Three Mossad chiefs have fought about issues related to the Iran nuclear deal over the last decade in visits to Washington.
Tamir Pardo in 2012, before the interim deal that led to the 2015 JCPOA full nuclear deal was signed; Yossi Cohen in April 2021, in the heat of America's first round of negotiations to return to the deal; and David Barnea on Tuesday, with a return to the JCPOA expected at any moment.
Each of these trips had different purposes, led to different mixes of meetings and went very differently.
In fact, if there is any rule about Mossad chief visits to Washington at critical moments on Iran policy, it is that there are no rules.
Pardo’s visit was nominally kept a secret and was only leaked by CIA director David Petraeus as part of his testimony to the US Congress about Iran.
Cohen’s visit was passively leaked by Israeli sources to the Israeli media, with the visit itself morphing in its importance in real-time.
Barnea’s visit was officially announced by Prime Minister Yair Lapid’s office with ceremony only days after Lapid’s office approved the leak of comments that Barnea made to him criticizing US handling of the Iran issue.
Pardo's visits
When then-prime minister Benjamin Netanyahu sent Pardo, he was hoping to achieve an Iranian nuclear surrender, prevent a “bad deal” and impress the US with the idea that time was running out for sanctions or a military strike on the Fordow nuclear facility, which was becoming harder to deal with militarily.
However, as multiple leaks of Pardo’s comments to different groups in the US later made clear, he may not have been Netanyahu’s best messenger on this issue.
Pardo did not and does not view Iran as an “existential” threat the way Netanyahu does, even though he views it as a grave threat.
Further, Pardo was bothered by holes in what eventually became the JCPOA, but he viewed no deal as a worse scenario and actively opposed the Trump administration’s exit from the deal, which Netanyahu viewed as a crowning achievement.
So Pardo probably delivered some talking points to Petraeus that Netanyahu wanted delivered, but not likely much more than that.
He certainly fit into Netanyahu’s broader campaign, which scared Iran into cutting a deal, but Pardo was not a driver of the policy.
2021 Cohen visit
Cohen’s visit was a bizarre series of zigzags.
Originally, he had hoped to visit in February 2021 to squash the idea of returning to the JCPOA in the cradle before it could mature.
But the Biden administration refused to receive him until late April 2021.
By the time Cohen visited, a variety of other Israeli officials were also visiting.
It seemed like his role as Iran project manager was being supplanted by National Security Council adviser Meir Ben Shabbat.

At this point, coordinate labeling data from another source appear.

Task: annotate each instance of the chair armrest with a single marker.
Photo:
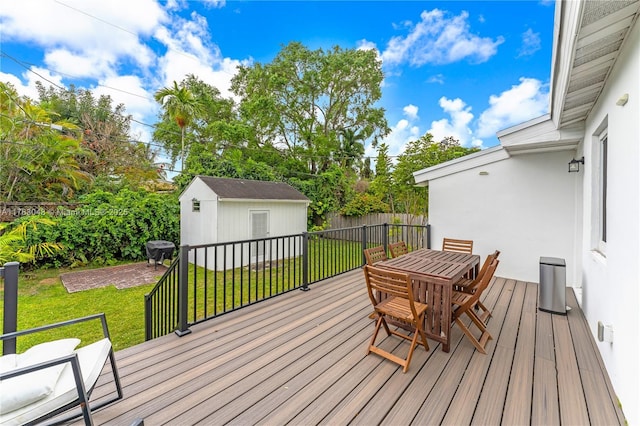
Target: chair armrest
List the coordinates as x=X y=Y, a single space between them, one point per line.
x=71 y=358
x=101 y=316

But then Cohen surprised everyone by netting a full hour meeting (not scheduled) with US President Joe Biden himself.
Being that Biden refused to meet Netanyahu, Cohen would be the only Israeli to meet directly with Biden from January 2021 until Naftali Bennett met with him as prime minister seven months later in August.
Coincidentally or not, shortly after Cohen met with Biden, the US seemed to take some tougher stances on some issues, including advanced centrifuges, non-nuclear sanctions and seeking post-JCPOA negotiations for a “longer and stronger” deal.

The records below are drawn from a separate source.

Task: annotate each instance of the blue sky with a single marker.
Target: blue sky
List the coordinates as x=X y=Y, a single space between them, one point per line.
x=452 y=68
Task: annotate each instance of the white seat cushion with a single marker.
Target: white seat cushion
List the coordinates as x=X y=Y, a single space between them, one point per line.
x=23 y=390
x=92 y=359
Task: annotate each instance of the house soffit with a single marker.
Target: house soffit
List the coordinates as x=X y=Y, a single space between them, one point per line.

Whether related or not, Iran decided not to negotiate on these terms, which pushed off negotiations until the end of 2021.
The terms of the current expected deal show Washington conceding on most of the issues it took a tough stand on in May 2021. But it may be that Cohen – along with the election of Iranian President Ebrahim Raisi – had a hand in delaying the deal for more than a year.
Cohen made no public comments before or after the visit, but the outcome would have been Netanyahu’s best-case scenario in spring 2021.
Barnea takes center stage
Barnea is coming in with the loudest objection and public footprint.
But he is also coming in with the weakest hand.
If with Pardo, the interim deal was months away, and with Cohen, the return to a deal was clearly something that could be postponed, Barnea seems to have jumped in at a moment when the train has left the station.
This does not mean that he will not be able to improve some terms of the deal or achieve some additional military or intelligence assistance from the US as consolation for the deal.
But he is not expected to get a meeting with Biden or nix or even delay anything significantly.
In fact, it seems Lapid is mostly sending Barnea to be the “bad cop,” so he can be the “less-bad cop,” and talk about criticizing the deal but maintain good relations at a time when Netanyahu would be breaking all the dishes or taking a jack hammer to them.
And that is possibly the one consistent purpose of sending a Mossad chief to Washington.
The Mossad chief’s mission can be molded to whatever the prime minister at the time needs, helped by nearly complete control over what the public hears or does not hear about the visit and the lack of protocol that spy chiefs must follow when moving in the shadows.